Subject: Re: A TODO list for cardbus/ PCMCIA support.
To: Chris G. Demetriou <email@example.com>
From: Jonathan Stone <jonathan@DSG.Stanford.EDU>
Date: 06/16/1999 22:44:16
>It's not obvious to me how you mean this statement, but a naive
>interpretation leads to something like:
>cbb at whatever
>pcic at cbb
Nope. What's meant is more like:
cbb at whatever: cardbus, pcmcia
pcic at whatever: pcmcia
with child pcmcia devices attaching via pcmcia?, and cardbus devices
attaching via cardbus?.
Hayakawa-san's point is to avoid duplcating the cis-tuple and pcmcia
functionality almost verbatim, once for pcic bridges and once for
cardbus bridges. IF that means we need to add callback methods via
the parent bridge to access ExCA(?) or whatever registers, fine. If a
cardbus bridge is set so that it won't do PCMCIA, then I guess we
don't support pcmcia (16-bit) cards on it. ? Or do we need a
pcmcia-device register-access layer that does a CardBus dance?

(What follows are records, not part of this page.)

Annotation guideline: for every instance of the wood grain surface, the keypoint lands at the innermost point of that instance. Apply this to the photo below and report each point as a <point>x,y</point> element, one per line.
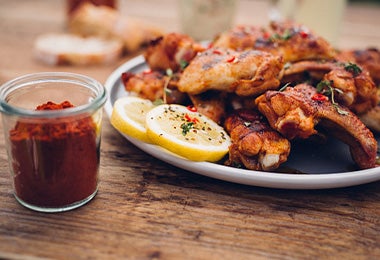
<point>147,209</point>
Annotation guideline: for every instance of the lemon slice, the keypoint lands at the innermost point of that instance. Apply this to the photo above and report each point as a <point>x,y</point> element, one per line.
<point>186,133</point>
<point>128,116</point>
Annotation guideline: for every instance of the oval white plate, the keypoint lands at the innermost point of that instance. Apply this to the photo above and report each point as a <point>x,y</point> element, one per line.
<point>322,166</point>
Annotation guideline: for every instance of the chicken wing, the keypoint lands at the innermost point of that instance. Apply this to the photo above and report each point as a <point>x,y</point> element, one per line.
<point>154,85</point>
<point>353,85</point>
<point>211,104</point>
<point>246,73</point>
<point>171,51</point>
<point>255,145</point>
<point>295,113</point>
<point>368,58</point>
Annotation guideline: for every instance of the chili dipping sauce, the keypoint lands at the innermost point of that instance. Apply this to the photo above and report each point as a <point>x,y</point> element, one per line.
<point>55,161</point>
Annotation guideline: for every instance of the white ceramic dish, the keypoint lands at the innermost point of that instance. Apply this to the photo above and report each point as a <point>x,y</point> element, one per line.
<point>322,167</point>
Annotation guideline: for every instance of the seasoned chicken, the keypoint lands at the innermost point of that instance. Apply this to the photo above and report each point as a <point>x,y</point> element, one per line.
<point>255,145</point>
<point>353,86</point>
<point>291,41</point>
<point>296,112</point>
<point>171,51</point>
<point>211,104</point>
<point>246,73</point>
<point>154,85</point>
<point>372,117</point>
<point>368,58</point>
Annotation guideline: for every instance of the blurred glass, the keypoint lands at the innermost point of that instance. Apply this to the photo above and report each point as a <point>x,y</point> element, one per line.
<point>322,16</point>
<point>204,19</point>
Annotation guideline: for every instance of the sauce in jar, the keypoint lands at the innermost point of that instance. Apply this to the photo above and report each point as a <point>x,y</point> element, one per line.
<point>55,161</point>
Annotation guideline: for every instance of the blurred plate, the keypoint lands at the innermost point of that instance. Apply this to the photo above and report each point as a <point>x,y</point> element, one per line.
<point>319,167</point>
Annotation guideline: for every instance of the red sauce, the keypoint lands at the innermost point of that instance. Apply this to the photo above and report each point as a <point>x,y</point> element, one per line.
<point>55,161</point>
<point>72,5</point>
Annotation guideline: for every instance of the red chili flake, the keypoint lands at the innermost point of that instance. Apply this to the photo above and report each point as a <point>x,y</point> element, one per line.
<point>190,119</point>
<point>231,59</point>
<point>266,35</point>
<point>216,52</point>
<point>192,108</point>
<point>147,71</point>
<point>319,97</point>
<point>304,34</point>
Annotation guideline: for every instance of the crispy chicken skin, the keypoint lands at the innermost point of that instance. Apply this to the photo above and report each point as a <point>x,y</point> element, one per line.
<point>372,118</point>
<point>255,145</point>
<point>211,104</point>
<point>171,51</point>
<point>296,111</point>
<point>368,58</point>
<point>151,85</point>
<point>246,73</point>
<point>357,89</point>
<point>291,41</point>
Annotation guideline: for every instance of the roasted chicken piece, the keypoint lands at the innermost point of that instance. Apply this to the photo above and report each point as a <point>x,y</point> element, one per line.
<point>255,145</point>
<point>171,51</point>
<point>297,111</point>
<point>211,104</point>
<point>291,41</point>
<point>368,58</point>
<point>372,117</point>
<point>247,73</point>
<point>353,86</point>
<point>154,85</point>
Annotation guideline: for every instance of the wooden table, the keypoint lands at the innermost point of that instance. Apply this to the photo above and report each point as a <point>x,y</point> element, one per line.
<point>147,209</point>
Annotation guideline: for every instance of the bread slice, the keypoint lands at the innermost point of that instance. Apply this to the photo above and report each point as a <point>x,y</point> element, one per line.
<point>106,22</point>
<point>65,48</point>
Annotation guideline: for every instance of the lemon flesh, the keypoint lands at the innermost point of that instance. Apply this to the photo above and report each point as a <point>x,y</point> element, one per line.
<point>186,133</point>
<point>128,116</point>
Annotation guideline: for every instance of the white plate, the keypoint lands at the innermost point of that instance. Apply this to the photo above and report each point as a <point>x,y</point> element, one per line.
<point>323,166</point>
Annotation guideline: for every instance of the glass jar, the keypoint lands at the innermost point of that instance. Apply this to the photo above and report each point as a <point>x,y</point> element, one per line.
<point>53,154</point>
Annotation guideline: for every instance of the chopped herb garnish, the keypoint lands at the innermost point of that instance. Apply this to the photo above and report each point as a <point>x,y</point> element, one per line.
<point>352,68</point>
<point>284,87</point>
<point>158,102</point>
<point>183,64</point>
<point>287,34</point>
<point>186,127</point>
<point>326,88</point>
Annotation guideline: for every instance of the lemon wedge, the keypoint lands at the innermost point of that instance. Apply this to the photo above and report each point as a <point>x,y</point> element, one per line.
<point>128,116</point>
<point>186,133</point>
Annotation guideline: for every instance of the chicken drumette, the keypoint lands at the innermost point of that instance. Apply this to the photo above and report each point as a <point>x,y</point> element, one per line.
<point>255,145</point>
<point>297,111</point>
<point>246,73</point>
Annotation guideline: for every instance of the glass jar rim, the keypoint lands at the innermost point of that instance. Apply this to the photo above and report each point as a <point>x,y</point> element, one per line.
<point>41,77</point>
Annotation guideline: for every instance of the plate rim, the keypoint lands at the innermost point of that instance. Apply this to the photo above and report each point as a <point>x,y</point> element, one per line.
<point>236,175</point>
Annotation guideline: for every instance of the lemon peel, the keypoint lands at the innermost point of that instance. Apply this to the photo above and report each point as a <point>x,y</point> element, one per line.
<point>128,116</point>
<point>186,133</point>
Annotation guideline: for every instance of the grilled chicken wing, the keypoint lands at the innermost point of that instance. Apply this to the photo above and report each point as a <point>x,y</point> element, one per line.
<point>295,113</point>
<point>291,41</point>
<point>254,143</point>
<point>367,58</point>
<point>152,84</point>
<point>356,89</point>
<point>172,51</point>
<point>246,73</point>
<point>211,104</point>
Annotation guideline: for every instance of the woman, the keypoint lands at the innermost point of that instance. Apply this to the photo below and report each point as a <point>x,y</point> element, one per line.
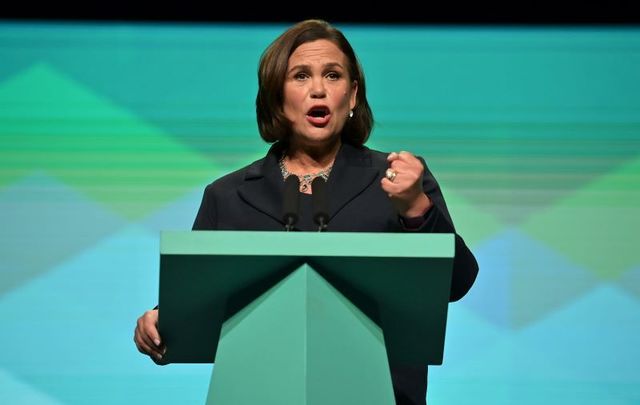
<point>312,106</point>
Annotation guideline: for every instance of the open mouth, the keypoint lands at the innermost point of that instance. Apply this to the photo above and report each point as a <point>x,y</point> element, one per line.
<point>318,112</point>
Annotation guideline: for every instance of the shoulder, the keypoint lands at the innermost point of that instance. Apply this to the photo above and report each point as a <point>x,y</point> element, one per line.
<point>233,180</point>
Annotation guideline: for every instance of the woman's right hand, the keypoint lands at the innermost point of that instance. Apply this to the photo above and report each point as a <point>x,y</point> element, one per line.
<point>147,337</point>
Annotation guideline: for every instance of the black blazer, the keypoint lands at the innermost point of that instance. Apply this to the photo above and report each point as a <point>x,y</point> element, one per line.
<point>251,199</point>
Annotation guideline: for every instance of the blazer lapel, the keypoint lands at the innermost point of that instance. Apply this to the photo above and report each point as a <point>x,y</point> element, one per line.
<point>352,173</point>
<point>263,186</point>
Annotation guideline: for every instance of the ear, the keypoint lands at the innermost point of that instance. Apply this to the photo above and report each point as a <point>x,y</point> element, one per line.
<point>354,93</point>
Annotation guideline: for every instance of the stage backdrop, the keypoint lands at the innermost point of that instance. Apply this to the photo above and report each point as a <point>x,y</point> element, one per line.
<point>109,134</point>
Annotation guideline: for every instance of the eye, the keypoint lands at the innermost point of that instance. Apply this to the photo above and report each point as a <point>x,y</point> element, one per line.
<point>333,75</point>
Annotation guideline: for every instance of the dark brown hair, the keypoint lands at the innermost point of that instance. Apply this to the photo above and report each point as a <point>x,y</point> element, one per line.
<point>272,123</point>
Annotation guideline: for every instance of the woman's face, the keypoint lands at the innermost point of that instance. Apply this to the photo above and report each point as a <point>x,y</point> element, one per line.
<point>318,93</point>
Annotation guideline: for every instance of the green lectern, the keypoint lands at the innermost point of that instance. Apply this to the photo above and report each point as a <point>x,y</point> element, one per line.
<point>303,317</point>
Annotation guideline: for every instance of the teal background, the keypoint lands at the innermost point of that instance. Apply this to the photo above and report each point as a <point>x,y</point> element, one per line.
<point>110,132</point>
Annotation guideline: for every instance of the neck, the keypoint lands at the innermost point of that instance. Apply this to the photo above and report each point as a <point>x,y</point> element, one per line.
<point>309,159</point>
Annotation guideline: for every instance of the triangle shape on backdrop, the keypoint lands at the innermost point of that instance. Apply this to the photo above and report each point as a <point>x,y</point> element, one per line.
<point>45,222</point>
<point>521,280</point>
<point>597,225</point>
<point>53,124</point>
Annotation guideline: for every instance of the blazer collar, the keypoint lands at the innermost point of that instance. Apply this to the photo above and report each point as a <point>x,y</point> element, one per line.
<point>351,174</point>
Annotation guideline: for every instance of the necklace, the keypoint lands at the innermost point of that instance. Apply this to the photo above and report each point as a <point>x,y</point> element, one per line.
<point>305,179</point>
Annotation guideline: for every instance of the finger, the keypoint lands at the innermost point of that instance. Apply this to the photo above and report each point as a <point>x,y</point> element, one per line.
<point>390,187</point>
<point>146,339</point>
<point>144,346</point>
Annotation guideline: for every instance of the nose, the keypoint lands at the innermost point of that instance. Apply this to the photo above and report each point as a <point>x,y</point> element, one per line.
<point>317,88</point>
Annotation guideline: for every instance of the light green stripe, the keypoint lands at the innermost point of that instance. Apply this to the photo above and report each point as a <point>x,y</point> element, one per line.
<point>349,244</point>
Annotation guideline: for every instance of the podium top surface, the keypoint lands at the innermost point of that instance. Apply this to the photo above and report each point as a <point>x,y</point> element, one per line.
<point>401,281</point>
<point>337,244</point>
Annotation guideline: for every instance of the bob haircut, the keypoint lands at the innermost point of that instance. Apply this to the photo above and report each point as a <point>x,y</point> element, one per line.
<point>272,123</point>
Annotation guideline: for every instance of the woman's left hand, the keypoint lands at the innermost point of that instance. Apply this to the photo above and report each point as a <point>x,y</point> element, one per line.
<point>403,183</point>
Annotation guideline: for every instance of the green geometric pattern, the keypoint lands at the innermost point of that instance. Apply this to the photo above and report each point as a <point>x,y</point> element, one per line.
<point>110,132</point>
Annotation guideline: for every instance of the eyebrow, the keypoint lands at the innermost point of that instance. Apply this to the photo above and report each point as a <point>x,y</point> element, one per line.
<point>324,67</point>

One of the design goals here -- one which everyone who's mentioned it
seems to share -- is to get /away/ from fixing device names to
specific slots, and to attach them to a given card, irrespective of
which slot that card may currently be in. And that's the point where
I think purely slot-based architectures just dont cut it.
That aside (I cant tell what your take is), I dont think there's
really much disagreement here. I dont like attaching
<# slots> x <# drivers> at boot time any more than you or Ted.
If (and it's an if) we can rerun autoconfig uration for a given slot,
in a kernel thread, in response to an interrupt generated at
card-insertion time, then most (all?) of the attach-tme problems
simply go away. The big issue left is:
a) where and how to keep the state to make a device
(e.g. NIC with a given MAC address) attach with the same
name when its re-inserted, regardless of wheter its
in the same slot,
b) whether struct devices go away completely on detach,
or whether htey hang around in some `phantom' state.
I'm not too unhappy with a bit in the struct device which says `device
gone away'. A naive implementation would die horribly if someone
unplugs a hotswap card and re-inserts under a different parent --
e.g., a desktop with mutilple pci/eisa-to-pcmcia bridges.
Can you see a cleaner way to keep the `phantom device' state around--
say, a global list of pointers to temporary copies of the device softc?